Transformer-based large language models (LLMs) such as OpenAI GPT3.5 and GPT4 are now deployed to hundreds of millions of users. LLM inference in such scenarios commonly performed on batches of sequences that share a prefix (the system prompt), such as few-shot examples or a chatbot system prompt. Decoding in this large-batch setting can be bottlenecked by the attention operation, which reads large key-value (KV) caches from memory and computes inefficient matrix-vector products for every sequence in the batch. Even with FlashAttention and PagedAttention models redundantly read the prefix’s keys and values from GPU memory when computing attention, regardless of whether the prefix is redundantly stored.
In order to eliminate these redundant reads paper introduce Hydragen, a hardware-aware exact implementation of attention with shared prefixes. Hydragen computes attention over the shared prefix and unique suffixes separately. This decomposition enables efficient prefix attention by batching queries together across sequences, reducing redundant memory reads and enabling the use of hardware-friendly matrix multiplications.

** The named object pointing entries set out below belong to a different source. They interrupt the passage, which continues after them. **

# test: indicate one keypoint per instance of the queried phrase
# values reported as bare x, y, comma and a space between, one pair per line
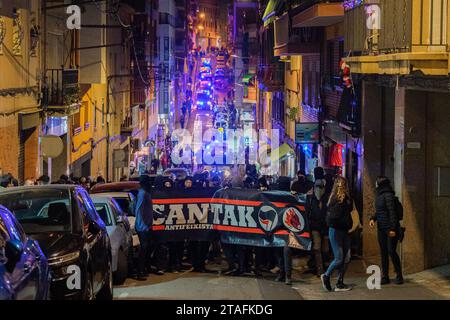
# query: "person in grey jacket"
388, 226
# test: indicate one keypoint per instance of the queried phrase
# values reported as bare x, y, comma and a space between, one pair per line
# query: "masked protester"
300, 185
316, 211
388, 228
143, 224
339, 220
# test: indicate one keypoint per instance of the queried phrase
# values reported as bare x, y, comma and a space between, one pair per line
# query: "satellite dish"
51, 146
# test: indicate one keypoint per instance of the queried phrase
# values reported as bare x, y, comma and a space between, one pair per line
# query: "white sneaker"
342, 287
275, 270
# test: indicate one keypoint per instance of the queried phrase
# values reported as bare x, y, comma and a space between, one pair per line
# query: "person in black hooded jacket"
388, 226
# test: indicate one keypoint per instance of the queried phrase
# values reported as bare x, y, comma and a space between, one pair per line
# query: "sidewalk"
427, 285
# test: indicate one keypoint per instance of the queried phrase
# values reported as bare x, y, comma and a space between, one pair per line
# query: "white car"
119, 232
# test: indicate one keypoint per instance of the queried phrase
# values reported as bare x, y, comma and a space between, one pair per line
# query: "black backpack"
398, 209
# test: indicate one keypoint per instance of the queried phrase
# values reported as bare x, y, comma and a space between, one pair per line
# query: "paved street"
428, 285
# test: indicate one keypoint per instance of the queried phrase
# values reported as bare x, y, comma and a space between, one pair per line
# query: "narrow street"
225, 150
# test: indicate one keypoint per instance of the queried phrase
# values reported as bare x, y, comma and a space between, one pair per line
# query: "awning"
29, 120
281, 152
246, 78
271, 11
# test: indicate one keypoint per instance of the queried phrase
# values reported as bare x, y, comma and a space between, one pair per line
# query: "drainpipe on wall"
108, 118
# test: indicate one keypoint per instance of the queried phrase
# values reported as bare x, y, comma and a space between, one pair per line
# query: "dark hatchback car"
24, 270
63, 219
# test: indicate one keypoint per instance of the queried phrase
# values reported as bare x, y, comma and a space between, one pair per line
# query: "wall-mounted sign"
51, 146
307, 132
413, 145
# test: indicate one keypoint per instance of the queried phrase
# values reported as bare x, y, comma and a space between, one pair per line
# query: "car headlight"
70, 257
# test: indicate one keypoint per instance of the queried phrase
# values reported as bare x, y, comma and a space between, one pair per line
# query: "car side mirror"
93, 227
13, 252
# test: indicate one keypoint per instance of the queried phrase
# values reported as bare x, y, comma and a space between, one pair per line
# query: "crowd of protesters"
329, 208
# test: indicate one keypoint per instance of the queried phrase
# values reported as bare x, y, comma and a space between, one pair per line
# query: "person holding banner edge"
339, 220
143, 224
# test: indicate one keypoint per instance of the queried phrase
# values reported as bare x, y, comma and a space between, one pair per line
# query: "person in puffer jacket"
316, 211
388, 226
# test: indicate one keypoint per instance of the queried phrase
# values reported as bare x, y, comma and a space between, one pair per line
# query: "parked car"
180, 173
123, 186
63, 219
24, 270
126, 201
119, 232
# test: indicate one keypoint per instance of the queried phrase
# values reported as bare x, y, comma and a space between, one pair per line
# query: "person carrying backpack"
388, 214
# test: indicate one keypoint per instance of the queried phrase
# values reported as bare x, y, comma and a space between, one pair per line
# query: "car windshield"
40, 210
102, 211
125, 204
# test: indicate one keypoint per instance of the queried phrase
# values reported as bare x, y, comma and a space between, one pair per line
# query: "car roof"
117, 194
68, 187
123, 186
101, 198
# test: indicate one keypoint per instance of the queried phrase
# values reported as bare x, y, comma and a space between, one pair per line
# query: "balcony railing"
61, 87
127, 125
301, 5
294, 41
272, 76
138, 96
403, 24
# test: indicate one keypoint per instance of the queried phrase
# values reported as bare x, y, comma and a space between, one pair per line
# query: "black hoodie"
385, 214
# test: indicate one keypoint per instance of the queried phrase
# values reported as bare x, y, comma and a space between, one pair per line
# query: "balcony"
138, 96
272, 76
408, 35
298, 41
126, 128
61, 91
317, 13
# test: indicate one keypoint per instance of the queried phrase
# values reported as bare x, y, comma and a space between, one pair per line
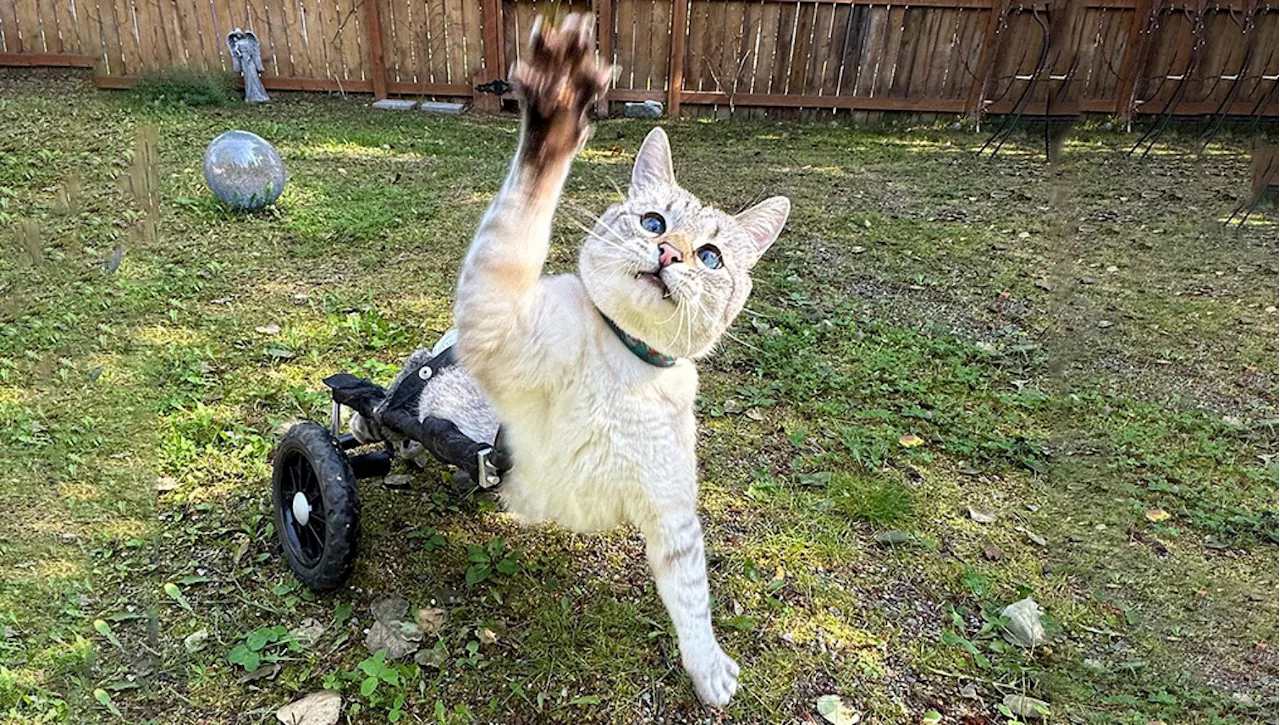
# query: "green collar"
640, 347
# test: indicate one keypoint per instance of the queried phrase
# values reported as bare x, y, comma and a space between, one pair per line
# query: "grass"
926, 338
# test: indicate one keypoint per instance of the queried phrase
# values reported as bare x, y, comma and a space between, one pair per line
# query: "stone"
1027, 707
321, 707
440, 108
394, 104
243, 171
647, 109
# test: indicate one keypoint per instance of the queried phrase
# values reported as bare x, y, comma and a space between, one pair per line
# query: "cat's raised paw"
714, 676
558, 80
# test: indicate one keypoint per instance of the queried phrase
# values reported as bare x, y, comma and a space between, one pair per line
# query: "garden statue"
243, 171
247, 60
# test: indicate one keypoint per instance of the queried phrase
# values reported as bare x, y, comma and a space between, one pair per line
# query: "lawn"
960, 382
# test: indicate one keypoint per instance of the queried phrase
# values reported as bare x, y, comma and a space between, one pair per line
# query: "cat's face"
668, 269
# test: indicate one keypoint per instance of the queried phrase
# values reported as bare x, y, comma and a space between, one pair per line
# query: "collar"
639, 347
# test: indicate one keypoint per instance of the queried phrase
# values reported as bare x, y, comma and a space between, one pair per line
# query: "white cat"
599, 424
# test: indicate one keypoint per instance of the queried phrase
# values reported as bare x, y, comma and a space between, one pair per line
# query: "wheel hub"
301, 509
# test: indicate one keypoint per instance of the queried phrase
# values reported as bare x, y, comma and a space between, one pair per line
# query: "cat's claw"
558, 80
714, 676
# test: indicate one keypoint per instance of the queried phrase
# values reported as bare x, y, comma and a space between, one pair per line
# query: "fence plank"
373, 27
679, 31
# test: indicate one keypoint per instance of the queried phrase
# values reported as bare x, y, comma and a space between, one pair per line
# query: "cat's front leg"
558, 81
673, 546
498, 306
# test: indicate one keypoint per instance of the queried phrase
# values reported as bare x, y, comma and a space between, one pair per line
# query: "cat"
592, 375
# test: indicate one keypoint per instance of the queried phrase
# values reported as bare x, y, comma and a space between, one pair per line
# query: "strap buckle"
487, 472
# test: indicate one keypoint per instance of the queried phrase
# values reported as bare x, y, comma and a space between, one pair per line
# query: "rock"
1025, 706
398, 480
1036, 538
195, 642
835, 711
398, 638
307, 633
892, 538
981, 516
394, 104
1024, 627
440, 108
647, 109
316, 708
430, 619
434, 657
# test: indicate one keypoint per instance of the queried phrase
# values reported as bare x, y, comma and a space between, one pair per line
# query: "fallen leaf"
195, 642
105, 630
264, 673
176, 594
892, 538
835, 711
1024, 627
430, 619
981, 516
321, 707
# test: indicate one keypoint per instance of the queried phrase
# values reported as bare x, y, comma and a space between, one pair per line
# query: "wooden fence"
974, 57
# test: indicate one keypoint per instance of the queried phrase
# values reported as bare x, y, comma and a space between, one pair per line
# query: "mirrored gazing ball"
243, 171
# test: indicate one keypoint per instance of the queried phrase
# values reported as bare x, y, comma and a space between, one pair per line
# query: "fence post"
1137, 51
604, 33
494, 55
986, 62
373, 21
676, 78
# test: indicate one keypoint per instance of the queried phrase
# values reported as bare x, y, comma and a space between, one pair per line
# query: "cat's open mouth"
652, 278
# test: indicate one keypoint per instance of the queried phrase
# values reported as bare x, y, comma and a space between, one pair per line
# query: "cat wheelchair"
315, 469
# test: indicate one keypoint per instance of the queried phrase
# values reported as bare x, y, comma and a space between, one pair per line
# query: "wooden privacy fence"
974, 57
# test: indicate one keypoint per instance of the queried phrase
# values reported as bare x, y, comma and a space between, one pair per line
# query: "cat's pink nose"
668, 255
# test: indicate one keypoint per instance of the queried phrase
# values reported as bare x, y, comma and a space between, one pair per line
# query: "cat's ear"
653, 163
764, 220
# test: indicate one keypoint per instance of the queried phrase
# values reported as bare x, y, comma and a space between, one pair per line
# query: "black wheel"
316, 510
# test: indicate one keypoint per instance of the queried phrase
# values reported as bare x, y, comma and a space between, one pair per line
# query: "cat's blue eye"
653, 223
709, 256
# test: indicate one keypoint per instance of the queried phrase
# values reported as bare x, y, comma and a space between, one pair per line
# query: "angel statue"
247, 60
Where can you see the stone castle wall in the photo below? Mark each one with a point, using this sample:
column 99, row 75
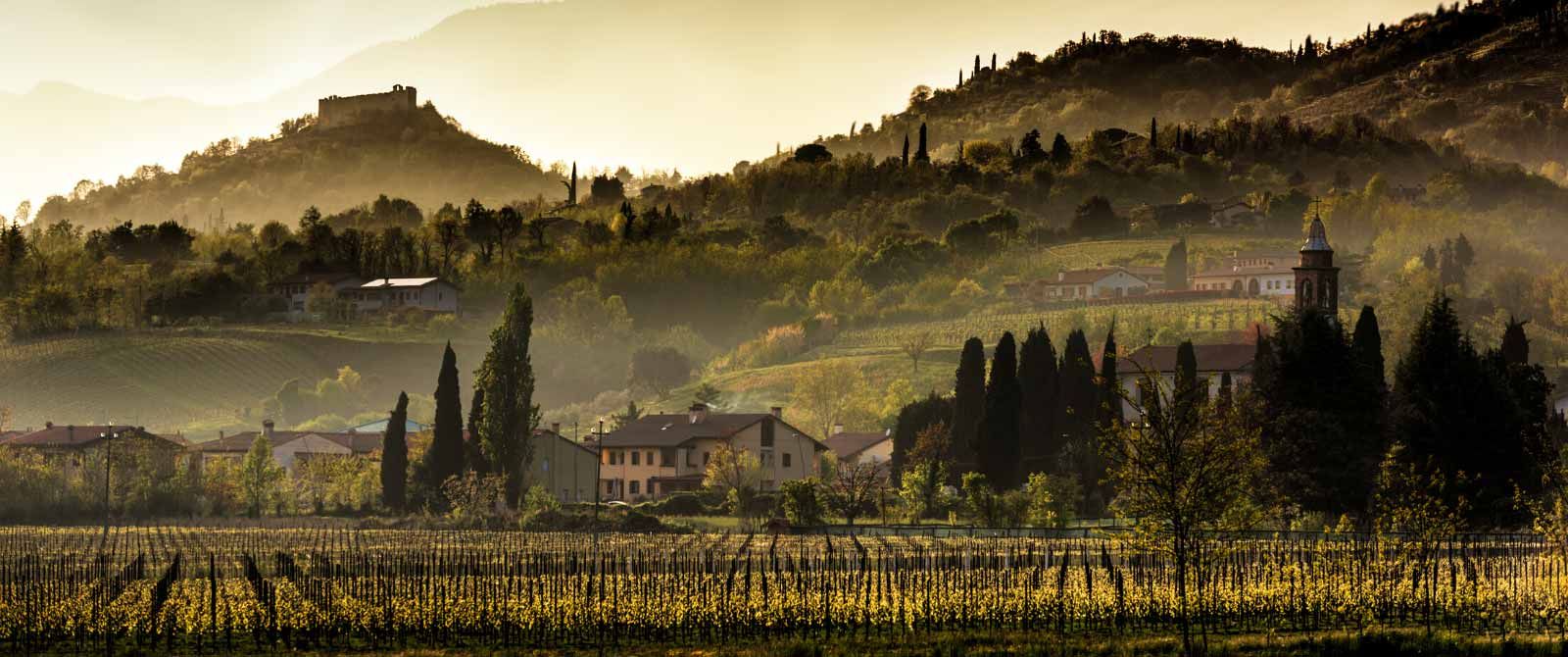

Let’s take an example of LLM chat model inference, which processes many sequences that share a large shared prefix (the system prompt). With Hydragen overall attention is decomposed into attention over the shared prefix (batched across all queries in a batch) and attention over the remaining suffixes (independent across sequences, as is normally done). Hydragen’s attention decomposition allows many matrix vector products to be replaced with fewer matrix-matrix products. Using matrix-matrix products is particularly important as GPUs dedicate an increasingly large ratio of their total FLOPs to tensor cores that are specialized in matrix multiplication
In end-to-end benchmarks, Hydragen increases the throughput of CodeLlama-13b by up to 32x over vLLM, a high-performance inference framework that avoids redundant prefix storage but not redundant prefix reads. Hydragen also enables the use of very long shared contexts: with a high batch size, increasing the prefix length from 1K to 16K tokens decreases Hydragen throughput by less than 15%, while the throughput of baselines drops by over 90%. Hydragen generalizes beyond simple prefix-suffix decomposition and can be applied to tree-based prompt sharing patterns, allowing us to further reduce inference time on competitive programming problems by 55%.